As was true elsewhere in America, most of Oregon’s indigenous peoples died of European diseases without having ever seen a European, the diseases being introduced by a relatively few pre-settlement explorers, traders, and missionaries. This makes it impossible to know what the original Americans thought of most intrusions, but they generally regarded impressive natural features as possessing healing powers, and they created anthropomorphic myths to explain the origins of such features. I believe that natural features (along with art, music, friendship, literature, placeboes, and various other things) can indeed heal people, but I have no thought that tales of warring spirits or trickster coyotes are relevant to explaining their existence. For this, we must turn to science.

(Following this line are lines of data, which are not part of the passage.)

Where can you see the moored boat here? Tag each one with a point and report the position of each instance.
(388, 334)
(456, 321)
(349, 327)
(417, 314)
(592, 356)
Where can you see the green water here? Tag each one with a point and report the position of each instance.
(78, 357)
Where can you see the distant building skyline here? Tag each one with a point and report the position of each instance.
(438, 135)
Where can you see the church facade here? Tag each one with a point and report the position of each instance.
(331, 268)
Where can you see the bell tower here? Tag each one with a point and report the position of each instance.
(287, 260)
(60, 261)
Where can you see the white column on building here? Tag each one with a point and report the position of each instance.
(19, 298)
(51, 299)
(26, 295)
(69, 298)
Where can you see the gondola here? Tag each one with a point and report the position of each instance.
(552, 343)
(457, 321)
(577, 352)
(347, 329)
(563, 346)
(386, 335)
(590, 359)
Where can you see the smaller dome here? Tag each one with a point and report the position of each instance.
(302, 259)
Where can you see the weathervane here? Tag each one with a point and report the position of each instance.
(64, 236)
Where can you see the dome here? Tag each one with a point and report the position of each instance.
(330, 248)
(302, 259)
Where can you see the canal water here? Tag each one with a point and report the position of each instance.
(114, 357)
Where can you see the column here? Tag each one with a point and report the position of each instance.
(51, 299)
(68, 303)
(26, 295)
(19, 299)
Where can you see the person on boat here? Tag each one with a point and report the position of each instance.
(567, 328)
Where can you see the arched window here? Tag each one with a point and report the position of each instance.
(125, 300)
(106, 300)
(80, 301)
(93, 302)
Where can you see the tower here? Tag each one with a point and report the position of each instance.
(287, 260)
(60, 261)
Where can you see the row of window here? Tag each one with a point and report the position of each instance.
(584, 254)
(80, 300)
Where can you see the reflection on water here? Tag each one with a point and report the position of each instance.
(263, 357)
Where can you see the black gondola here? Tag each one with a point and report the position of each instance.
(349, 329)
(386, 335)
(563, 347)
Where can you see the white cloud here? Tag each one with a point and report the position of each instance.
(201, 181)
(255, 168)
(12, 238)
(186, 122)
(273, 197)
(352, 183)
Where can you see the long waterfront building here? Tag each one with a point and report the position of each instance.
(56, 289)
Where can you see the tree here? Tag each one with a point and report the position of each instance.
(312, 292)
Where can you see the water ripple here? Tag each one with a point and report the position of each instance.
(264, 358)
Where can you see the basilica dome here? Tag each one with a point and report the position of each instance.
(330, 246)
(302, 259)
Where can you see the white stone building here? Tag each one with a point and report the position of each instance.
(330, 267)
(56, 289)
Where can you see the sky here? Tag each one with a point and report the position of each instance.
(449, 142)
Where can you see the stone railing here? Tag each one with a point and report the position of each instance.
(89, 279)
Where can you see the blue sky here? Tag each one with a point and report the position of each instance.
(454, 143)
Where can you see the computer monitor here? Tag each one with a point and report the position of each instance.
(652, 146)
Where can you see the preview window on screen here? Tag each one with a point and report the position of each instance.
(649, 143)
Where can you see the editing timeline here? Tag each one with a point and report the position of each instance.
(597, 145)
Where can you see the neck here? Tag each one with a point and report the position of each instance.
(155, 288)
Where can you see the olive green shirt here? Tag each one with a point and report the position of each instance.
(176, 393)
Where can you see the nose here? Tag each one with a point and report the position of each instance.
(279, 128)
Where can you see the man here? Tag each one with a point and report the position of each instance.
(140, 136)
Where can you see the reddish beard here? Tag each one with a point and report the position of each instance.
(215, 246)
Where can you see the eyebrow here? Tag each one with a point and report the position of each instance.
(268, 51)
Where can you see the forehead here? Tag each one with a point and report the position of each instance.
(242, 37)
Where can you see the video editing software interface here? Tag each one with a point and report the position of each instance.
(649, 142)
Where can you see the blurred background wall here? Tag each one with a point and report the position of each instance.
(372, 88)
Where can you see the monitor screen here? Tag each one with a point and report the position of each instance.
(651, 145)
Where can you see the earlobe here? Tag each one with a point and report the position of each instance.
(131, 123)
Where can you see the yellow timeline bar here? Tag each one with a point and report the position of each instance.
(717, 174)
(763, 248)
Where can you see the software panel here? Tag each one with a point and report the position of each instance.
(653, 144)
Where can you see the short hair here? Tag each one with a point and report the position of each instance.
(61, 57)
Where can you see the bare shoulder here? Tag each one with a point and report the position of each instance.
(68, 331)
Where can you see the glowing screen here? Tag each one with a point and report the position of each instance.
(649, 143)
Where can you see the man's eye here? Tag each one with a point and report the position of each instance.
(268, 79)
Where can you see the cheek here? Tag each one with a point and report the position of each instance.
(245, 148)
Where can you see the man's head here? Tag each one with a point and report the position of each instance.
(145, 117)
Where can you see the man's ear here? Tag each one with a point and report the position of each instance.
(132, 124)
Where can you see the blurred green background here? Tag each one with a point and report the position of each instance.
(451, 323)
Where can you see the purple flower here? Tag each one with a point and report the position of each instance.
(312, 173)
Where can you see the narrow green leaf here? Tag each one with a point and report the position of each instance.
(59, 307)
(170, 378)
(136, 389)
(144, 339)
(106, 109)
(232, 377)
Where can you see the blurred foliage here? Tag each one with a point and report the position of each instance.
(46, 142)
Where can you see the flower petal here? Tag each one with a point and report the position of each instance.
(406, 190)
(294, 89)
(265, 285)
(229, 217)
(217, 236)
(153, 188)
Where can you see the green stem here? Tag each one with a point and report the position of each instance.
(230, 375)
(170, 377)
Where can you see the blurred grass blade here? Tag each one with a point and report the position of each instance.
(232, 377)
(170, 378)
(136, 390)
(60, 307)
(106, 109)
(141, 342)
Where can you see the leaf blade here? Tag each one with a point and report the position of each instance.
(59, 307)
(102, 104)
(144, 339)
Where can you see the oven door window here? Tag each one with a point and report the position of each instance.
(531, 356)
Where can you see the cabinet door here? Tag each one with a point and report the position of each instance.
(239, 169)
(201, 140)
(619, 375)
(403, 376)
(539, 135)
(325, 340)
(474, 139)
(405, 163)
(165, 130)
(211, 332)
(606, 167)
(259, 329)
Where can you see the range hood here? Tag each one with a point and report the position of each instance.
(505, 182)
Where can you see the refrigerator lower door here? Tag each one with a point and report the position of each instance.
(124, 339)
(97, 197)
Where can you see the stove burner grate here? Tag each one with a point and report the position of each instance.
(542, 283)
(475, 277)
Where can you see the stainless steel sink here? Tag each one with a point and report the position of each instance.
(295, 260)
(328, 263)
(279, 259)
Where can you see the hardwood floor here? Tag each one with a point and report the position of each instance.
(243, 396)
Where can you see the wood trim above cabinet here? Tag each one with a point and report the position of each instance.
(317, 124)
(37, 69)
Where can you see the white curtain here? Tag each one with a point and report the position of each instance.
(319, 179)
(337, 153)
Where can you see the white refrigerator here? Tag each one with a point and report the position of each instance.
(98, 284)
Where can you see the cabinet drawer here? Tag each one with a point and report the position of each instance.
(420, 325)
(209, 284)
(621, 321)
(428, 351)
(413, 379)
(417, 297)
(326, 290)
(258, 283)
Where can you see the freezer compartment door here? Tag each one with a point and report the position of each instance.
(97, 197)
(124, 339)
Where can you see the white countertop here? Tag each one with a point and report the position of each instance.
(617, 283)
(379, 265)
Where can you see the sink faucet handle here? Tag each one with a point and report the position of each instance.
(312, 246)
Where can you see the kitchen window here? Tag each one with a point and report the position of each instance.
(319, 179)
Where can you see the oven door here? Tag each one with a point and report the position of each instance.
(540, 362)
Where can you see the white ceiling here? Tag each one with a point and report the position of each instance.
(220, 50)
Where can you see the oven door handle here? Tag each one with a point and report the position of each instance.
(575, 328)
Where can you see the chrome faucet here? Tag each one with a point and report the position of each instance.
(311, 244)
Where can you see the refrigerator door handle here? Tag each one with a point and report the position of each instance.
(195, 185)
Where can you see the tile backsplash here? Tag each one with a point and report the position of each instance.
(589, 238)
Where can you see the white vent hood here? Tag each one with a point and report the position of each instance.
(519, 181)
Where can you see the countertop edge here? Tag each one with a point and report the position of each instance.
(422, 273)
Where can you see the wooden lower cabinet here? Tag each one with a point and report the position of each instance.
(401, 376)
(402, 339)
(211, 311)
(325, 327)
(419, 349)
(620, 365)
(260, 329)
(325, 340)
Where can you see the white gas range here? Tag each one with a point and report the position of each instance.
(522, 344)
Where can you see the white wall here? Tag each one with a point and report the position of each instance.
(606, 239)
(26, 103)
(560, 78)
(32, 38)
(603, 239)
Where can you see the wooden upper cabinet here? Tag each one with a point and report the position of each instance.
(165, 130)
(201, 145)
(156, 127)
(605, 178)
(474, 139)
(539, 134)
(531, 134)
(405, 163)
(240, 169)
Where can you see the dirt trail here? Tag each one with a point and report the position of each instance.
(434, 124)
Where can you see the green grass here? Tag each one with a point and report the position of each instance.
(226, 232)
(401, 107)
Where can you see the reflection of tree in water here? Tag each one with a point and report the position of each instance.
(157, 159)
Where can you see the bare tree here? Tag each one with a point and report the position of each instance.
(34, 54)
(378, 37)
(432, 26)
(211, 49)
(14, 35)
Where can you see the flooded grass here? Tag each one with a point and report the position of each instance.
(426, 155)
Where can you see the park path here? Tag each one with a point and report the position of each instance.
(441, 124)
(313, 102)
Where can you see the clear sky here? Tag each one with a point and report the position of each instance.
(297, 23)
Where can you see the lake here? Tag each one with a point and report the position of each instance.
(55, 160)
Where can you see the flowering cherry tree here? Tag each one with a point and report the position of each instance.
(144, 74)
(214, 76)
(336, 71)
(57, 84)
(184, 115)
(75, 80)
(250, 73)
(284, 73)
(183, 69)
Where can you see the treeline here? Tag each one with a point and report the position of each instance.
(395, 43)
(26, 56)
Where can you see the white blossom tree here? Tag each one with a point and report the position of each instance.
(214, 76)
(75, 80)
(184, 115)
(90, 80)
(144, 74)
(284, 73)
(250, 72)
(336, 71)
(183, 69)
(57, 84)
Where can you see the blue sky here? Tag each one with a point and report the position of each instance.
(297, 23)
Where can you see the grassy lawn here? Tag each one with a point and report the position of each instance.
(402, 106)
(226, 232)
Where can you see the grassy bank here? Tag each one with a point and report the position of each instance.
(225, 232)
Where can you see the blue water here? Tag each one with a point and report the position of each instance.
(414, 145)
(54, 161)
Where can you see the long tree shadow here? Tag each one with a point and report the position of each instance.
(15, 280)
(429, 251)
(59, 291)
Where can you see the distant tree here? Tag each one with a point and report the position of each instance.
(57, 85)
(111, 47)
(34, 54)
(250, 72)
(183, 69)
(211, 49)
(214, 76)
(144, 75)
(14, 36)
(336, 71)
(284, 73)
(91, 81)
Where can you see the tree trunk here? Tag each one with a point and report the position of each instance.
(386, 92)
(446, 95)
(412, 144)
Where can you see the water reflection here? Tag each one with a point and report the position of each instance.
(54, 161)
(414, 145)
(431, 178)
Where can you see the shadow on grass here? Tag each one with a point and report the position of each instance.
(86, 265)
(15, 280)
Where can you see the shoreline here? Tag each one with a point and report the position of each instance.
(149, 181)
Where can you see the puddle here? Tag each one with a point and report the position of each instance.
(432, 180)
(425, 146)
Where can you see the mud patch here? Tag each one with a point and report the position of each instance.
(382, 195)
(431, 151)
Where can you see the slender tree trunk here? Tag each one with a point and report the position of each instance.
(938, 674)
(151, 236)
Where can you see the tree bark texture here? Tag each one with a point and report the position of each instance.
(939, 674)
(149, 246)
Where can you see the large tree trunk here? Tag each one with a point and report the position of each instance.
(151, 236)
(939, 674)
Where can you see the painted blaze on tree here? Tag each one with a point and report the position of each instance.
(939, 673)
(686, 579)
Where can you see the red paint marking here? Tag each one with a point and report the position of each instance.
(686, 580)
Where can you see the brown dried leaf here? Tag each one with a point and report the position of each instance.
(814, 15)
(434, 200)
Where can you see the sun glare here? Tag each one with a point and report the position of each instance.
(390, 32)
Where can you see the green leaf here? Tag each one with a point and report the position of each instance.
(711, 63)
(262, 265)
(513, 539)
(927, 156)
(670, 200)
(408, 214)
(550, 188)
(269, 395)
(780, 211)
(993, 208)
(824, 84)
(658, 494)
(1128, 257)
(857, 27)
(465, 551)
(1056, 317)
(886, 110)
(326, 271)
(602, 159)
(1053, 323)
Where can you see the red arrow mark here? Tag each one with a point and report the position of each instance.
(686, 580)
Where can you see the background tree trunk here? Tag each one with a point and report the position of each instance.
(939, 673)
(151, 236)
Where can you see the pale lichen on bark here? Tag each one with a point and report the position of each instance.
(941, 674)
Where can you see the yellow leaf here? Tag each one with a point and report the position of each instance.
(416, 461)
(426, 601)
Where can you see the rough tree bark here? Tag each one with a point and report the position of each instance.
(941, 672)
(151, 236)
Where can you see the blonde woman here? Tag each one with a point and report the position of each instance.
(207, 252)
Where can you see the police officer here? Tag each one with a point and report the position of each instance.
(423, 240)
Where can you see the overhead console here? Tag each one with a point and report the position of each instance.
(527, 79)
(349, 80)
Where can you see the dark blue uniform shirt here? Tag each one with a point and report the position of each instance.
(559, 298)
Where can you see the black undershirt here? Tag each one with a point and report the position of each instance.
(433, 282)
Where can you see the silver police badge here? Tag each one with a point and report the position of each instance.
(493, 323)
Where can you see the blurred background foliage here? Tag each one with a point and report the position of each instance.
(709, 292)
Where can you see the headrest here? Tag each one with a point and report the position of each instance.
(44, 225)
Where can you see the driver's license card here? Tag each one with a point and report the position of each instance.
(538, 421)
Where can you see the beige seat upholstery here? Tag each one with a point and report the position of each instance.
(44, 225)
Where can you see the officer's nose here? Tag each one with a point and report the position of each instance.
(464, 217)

Many western Oregonians would disagree because the region is attractive to those who take a mystical view. Many of them view both science and mythology as nothing more than culturally-based interpretations of nature, with science being inferior to mythology in that its mechanistic outlook, its human centeredness, and its faith in reason and evidence, deny the possibility of a spirit realm and therefore of ordained purpose. My animus toward such people comes from the fact that they take obvious advantage of the fruits of the science that they profess to hate while the fruits of the spirituality that they profess to love remain anything but obvious. Indeed, I think their claim to heightened respect, insight, sensitivity, compassion, and morality, are simply the products of their narcissistic imaginations. Our one area of agreement is that we both view the dominant forms of Western religion as wicked and depraved.

At the one end, in our Western world, there lie the beliefs and practices of those whom I have referred to, people who embrace such titles as pagan, spiritual, and mystical; at the other are those like myself who uphold reason and evidence as humanity’s only shot at objective truth; and between the two, the dominant forms of Judaism, Islam, and Christianity; authoritarian religions all that proclaim the earth accursed and treat it accordingly even as they pursue worldly wealth and power. As much as they hate one another, pagan/spiritual/mystical people and mainstream religious people are alike in that they share a contempt for reason and evidence, at least in regard to such things as they themselves believe in the absence of reason or evidence. Truly, once rationality is declared a hindrance to the discovery of “higher truth,” people are free to believe whatever they please without the least embarrassment.

Yet, in the case of the mainstream religions, if two people worship different Gods of love—each of whom demands that he (they are invariably male, you know) alone be worshipped—how are they to resolve their differences in the absence of reason and evidence? They cannot. They can but agree to disagree or, as usually happens when one or both sides thinks it can win, resort to intimidation and violence.

“A religion, even if it calls itself a religion of love, must be hard and unloving to those who do not belong to it.” –Sigmund Freud, Group Psychology and the Analysis of the Ego, 1921

If Freud was right—and I think he was—there can be no peace among religions; there can only be lulls in the fighting, and never any love.